Robust Optimal Navigation Using Nonlinear Model Predictive Control Method Combined with Recurrent Fuzzy Neural Network

This paper presents a novel navigation strategy of robot to achieve reaching target and obstacle avoidance in unknown dynamic environment. Considering possible generation of uncertainty, disturbances brought to system are separated into two parts, i.e., bounded part and unbounded part. A dual-layer closed-loop control system is then designed to deal with two kinds of disturbances, respectively. In order to realize global optimization of navigation, recurrent fuzzy neural network is used to predict optimal motion of robot for its ability of processing nonlinearity and learning. Extended Kalman filter method is used to train RFNN online. Moving horizon technique is used for RFNN motion planner to guarantee optimization in dynamic environment. Then, model predictive control is designed against bounded disturbances to drive robot to track predicted trajectories and limit robot’s position in a tube with good robustness.
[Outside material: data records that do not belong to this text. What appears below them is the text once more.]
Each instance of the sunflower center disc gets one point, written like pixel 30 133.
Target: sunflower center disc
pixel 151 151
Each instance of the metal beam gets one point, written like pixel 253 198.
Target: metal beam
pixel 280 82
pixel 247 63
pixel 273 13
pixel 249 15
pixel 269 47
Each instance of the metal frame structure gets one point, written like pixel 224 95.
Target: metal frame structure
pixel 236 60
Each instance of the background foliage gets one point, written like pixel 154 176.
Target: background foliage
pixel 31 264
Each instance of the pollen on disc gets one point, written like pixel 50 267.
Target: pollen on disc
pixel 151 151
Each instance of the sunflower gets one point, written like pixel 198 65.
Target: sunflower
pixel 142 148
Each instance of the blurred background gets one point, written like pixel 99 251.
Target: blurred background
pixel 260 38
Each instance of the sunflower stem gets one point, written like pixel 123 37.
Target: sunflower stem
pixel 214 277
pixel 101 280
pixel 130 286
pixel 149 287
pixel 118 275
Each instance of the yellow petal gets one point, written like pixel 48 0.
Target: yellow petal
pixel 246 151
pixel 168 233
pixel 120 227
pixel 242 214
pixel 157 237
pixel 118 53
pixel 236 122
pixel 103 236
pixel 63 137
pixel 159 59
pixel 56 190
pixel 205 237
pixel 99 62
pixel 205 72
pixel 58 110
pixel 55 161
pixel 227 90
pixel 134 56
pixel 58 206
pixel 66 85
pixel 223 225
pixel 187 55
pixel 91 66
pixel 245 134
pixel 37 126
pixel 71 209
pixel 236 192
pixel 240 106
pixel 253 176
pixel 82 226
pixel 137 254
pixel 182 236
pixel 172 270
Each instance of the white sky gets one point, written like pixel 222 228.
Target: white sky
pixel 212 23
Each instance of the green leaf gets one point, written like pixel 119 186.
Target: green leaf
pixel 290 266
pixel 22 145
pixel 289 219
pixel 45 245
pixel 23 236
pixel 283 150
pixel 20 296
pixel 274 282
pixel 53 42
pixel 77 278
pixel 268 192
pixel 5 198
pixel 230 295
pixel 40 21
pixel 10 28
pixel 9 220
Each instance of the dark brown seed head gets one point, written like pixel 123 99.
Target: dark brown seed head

A novel iterative online learning method is also proposed to estimate intrinsic error of system using online data that makes system adaptive. Feasibility and stability of proposed method are analyzed. By examining our navigation method on mobile robot, effectiveness is proved in both simulation and hardware experiments. Robustness and optimization of proposed navigation method can be guaranteed in dynamic environment.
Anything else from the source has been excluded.